You can use the dmpexec command to execute profiles, data jobs, or process jobs from the command line. The executable file for this command is installed with both DataFlux Data Management Studio and DataFlux Data Management Server. The most commonly used options are listed in the following table.

Option Purpose Examples
-j file Executes the job in the specified file -j "C:\Program Files\DataFlux\DMServer\[instance_name]\var\batch_jobs\TestJob.ddf"
-l file Writes the log to the specified file -l "C:\LogLocation\Log.txt"
-c file Reads configuration from -c "C:\ConfigLocation\FileName.cfg"
-i key=value Specifies job input variables -i "PATH_OUT=C:\TEMP\" -i "FILE_OUT=out.txt"
-o key=value Overrides settings in the configuration file. -o "MACROVAR=X"

or

-o "BASE/LOGCONFIG_PATH=<path>" path to the dmserver etc directory containing the batch.log.xml file
-b key=value Specifies job options for the job being run. Typically used for the limited set of options that are described at right. Should not be used for options that can be set using the –o option.

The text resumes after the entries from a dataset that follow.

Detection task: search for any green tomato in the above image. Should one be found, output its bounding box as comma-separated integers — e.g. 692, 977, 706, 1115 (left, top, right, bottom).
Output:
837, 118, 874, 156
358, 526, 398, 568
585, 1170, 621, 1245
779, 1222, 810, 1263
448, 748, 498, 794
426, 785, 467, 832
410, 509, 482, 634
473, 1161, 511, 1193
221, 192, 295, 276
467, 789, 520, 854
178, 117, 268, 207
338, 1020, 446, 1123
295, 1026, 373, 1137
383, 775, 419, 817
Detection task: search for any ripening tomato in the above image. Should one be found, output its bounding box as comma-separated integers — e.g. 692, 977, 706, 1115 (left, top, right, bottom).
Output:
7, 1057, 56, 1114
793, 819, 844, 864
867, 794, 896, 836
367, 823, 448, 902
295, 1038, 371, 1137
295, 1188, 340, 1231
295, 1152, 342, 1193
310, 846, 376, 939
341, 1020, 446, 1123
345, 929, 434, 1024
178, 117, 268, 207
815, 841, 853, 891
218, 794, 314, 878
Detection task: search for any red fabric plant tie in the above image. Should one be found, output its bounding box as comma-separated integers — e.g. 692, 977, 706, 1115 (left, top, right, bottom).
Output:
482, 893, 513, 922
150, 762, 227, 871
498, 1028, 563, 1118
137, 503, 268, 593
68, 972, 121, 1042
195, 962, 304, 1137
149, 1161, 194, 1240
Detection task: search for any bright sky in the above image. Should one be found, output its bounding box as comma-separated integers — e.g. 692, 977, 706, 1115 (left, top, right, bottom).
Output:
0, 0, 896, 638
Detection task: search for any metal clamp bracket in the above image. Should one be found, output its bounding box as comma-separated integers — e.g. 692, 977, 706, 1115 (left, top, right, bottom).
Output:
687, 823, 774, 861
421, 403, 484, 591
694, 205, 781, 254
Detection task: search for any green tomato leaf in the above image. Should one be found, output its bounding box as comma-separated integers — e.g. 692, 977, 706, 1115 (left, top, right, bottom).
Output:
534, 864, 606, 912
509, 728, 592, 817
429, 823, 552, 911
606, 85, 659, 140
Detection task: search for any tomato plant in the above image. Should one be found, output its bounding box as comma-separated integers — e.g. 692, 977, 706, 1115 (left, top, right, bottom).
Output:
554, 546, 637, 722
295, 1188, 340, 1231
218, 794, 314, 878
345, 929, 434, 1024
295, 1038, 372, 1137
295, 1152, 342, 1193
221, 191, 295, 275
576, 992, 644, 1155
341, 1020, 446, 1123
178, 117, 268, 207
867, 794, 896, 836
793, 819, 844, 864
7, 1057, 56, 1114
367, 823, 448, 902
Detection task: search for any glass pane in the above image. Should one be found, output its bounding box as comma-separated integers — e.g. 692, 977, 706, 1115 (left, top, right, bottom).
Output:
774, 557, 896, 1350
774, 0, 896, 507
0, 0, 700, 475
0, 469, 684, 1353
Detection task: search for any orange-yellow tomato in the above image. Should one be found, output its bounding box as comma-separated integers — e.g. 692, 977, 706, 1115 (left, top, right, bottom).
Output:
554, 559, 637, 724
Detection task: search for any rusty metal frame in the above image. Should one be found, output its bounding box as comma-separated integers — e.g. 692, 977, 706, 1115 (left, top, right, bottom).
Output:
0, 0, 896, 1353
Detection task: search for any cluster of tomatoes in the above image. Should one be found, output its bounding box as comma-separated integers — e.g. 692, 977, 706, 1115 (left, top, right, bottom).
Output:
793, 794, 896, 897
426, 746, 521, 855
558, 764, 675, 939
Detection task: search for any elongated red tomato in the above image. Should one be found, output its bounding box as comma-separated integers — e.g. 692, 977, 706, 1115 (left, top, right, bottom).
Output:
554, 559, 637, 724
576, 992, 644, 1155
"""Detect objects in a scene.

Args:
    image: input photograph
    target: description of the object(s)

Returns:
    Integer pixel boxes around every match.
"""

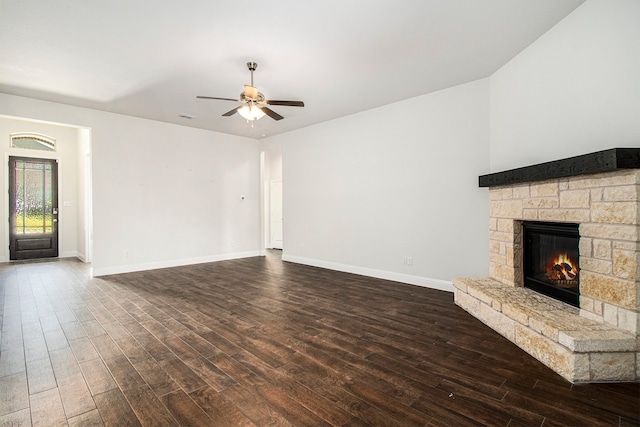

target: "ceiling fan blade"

-b "REPOSITORY=TestingRepos" i.e., the DataFlux Data Management Studio repository in which the job should run

or

-b "STATE_MODE=FULL"

Note that possible states are FULL (full state file with worktables), LAST (latest execution of each node with worktables), and STATS (full state file without worktables).

or

-b ="STATE_DIR=C:\TEMP”, a specified directory

-a no value | -c file Attempt to authenticate with the Authentication Server that is specified in the BASE/AUTH_SERVER_LOC option.

-a

or

-a -c "C:\Program Files\DataFlux\DMServer\[instance_name]\etc\batch.cfg"

Command Line Usage Notes

Using the dmpexec Command for DataFlux Data Management Studio

DataFlux jobs are stored in repositories. When you work with jobs interactively in DataFlux Data Management Studio, the parent repository for a selected job is always known to the application. However, when you execute jobs in batch mode, the parent repository for job is not known to the batch command. Accordingly, in most case you will specify the parent repository in the batch command that is used to execute a job.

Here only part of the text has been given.